According to the author, the poems in Jalousie—winner of Tupelo Press’s Berkshire Prize and Allyson Paty’s first full-length collection—were written over a span of ten years, yet they read all of a piece, cohesive and satisfying. As a reader, I felt transported back to my own years as a young woman in New York City, walking the streets sharply attuned to everything around me—or the book in my hands.
In “In Media Res,” Paty writes, “where to see is to have at a distance.” Throughout Jalousie, the speaker’s observing eye is struck by the particularity of things—low-slung mules, spilled rice in a gutter, a deli coffee cup—and to the way that seeing through a slant (the title poem “Jalousie” refers to a window treatment of angled, slatted blinds) changes experience. Paty doesn’t claim the things around her, making them part of her own narrative; instead, she often sees herself, almost bemusedly, at a distance as well: “I spoke/American English/was a woman/paid in dollars/forces continuous/around me/as space is/as air.” She allows herself to become part of the scene—“The upshot of a body/is I DISPLACE/The air itself”—and to be changed by it, rendered permeable. The title poem “Along The Grain” begins with the stunning line, “What a figure does to a landscape.” A figure changes a landscape and draws the eye, like a red poppy in a photograph of a mostly white ruin, but is also changed in turn: “skin LEAKS/the world comes IN.” “A tenderness to walk the fault lines/and slip oneself in.”

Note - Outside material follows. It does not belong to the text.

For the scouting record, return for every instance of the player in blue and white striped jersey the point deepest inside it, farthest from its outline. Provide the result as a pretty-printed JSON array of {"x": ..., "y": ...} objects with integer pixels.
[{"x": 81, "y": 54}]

One of my favorite short poems, which speaks to this attention to particularity, is “Two Street Trees.” In it, the poet walks under a late-blooming locust into “ambient grape soda,” declaring, “It’s June. I’m in love with the reeking world.” The poem then leaps to: “I walk into October and wonder if by living/I have come to grasp negative dialectics/in a realm outside of thought./One yellow branch cuts the green ginkgo,/of itself and not.” That last line is pure pleasure, resisting synthesis or easy meaning.
Paty also turns this observing, distant eye inward—to what is being read (“I take in text/like water into bread”), dreamt, seen behind closed eyes (“the eyelids’ pink/and flickering wash”), or searched for online—and all becomes part of the larger scene. Another favorite poem is a long anaphora “Premise,” where each line begins with the word “Having.” The first two lines—“Having woken from the dream of riding on a flat tire/having carried the scrape and-a-one-two, scrape-and-a, scrape scrape onto the train”—launch a series of observations as the speaker walks to work: “Having surfaced in a heart of commerce, closed,” “Having passed two men caked in dust.” These observations lead to meditations on the men, the city’s architecture, and the history of New York, before the speaker “Having pulled the heavy institutional door/Having flashed ID to George,” arrives at her desk.
Each line moves between the mundane and the interior—eating yogurt, mulling over art, slipping into the workday. The poem spirals outward again when she recalls the two dust-covered men pretending to clean each other with leaf blowers: “Having slid tenderness inside a macho exchange,” she falls into an internet rabbit hole, searching for Bruegel’s Wedding Dance. That search sparks thoughts of Antwerp, rich Flemish merchants, the sugar trade, and the Reformation, tying back to her earlier reflections on Manhattan’s history. A moment later, pulled back by the thought “better get back,” she types in 1019 and ends up in the Met’s digital collection, landing on an image of the only item from that year—a single gold Iranian dinar. The office air suddenly feels heavier; the “skies have opened.” She considers “the rage of the gods,” despite “Having not once considered divine emotion as/Having shaped the observable world/Having inherited instead a humanism in which there are natural forces and people who act and/Having felt that view scrape and-a-scrape, metal rims, Having bent against road.”
In these poems, we feel/experience the view, with the speaker, and feel changed alongside her. And, per the final lines of the title poem “Jalousie,” we are reminded that we, too, can act upon the scene—able to “resolve the view, unstriped and entire.”